What is problematic, however, is not the decision itself but rather it is the structure and practice of law. Law is a universal institution. It attempts to apply itself to all people equally. The problem with UK case law, as well as laws elsewhere, is that lower courts are bound by stare decisis, otherwise known as binding precedent.

When a judge decides on a case, that decision holds the next judge to account. It takes a determined judge to wriggle around precedent.

In the case of Gloria Taylor in Canada back in 2012, Taylor’s appeal was initially allowed to move forward and wasn’t rejected because of a lower court judge who was willing to focus on the particularities of her case rather than be bound by the content of an entirely different case, for an entirely different individual. While the appellant who had come before her (Sue Rodriguez, 1993) had also requested the legalisation of assisted death, the specificities of Taylor’s case were different and she wanted her own circumstances to be fairly considered. That affirmative decision in favour of Taylor was then overturned by a higher court, stipulating that the lower court judge was bound by precedent. It was only after another appeal to the Supreme Court with a different, more liberal judge in place, that new precedent was set.
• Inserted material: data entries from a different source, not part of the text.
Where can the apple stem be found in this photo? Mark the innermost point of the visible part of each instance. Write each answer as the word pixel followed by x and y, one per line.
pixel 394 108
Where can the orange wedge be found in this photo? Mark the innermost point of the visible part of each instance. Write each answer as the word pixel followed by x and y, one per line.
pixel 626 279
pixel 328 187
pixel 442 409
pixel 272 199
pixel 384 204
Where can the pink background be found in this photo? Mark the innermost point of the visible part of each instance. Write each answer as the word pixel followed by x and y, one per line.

This was possible because higher courts can challenge precedent but have to distinguish the case by showing material differences to justify a different judgment. With Tony Nicklinson and Noel Conway in the UK, however, stare decisis remains intact: there can be no assisted death, no matter the appellant’s personal conditions.

This being said, what we really need is a different system of law, one that can deal with cases on a more particular basis, that takes account of the differences of individuals. We need a revision in the procedure and practice of case law – not to provide a blanket yes or no to assisted dying appeals, or to set new precedent that all cases should abide by, but rather to consider the specificities of each case, one by one, that can attend to different circumstances and deal with different individuals.

One option would be to have a case by case approach to assisted dying law involving a panel comprised not only of a judge, or of multiple judges, but also of laypeople who know the individual appellant’s biography, and who have an awareness of the specificities of the case.

Arguably both sides of the debate are right to some extent: there are good reasons for being cautious with laws that enable assisted death, and at the same time there are good reasons for being more lenient with appeals from subjects who request it. We do not need to give a blanket yes or no answer to all appellants. Instead we need a different system of law that can carefully assess personal suffering with empathy and individualised understanding. The issue, then, isn’t the decision itself, but it’s the procedures that enable decisions in law to be made.

Dr Jennifer Hardes is a Senior Lecturer in Social Philosophy, Law & Bioethics and author of Law, Immunization and the Right to Die, London: Routledge.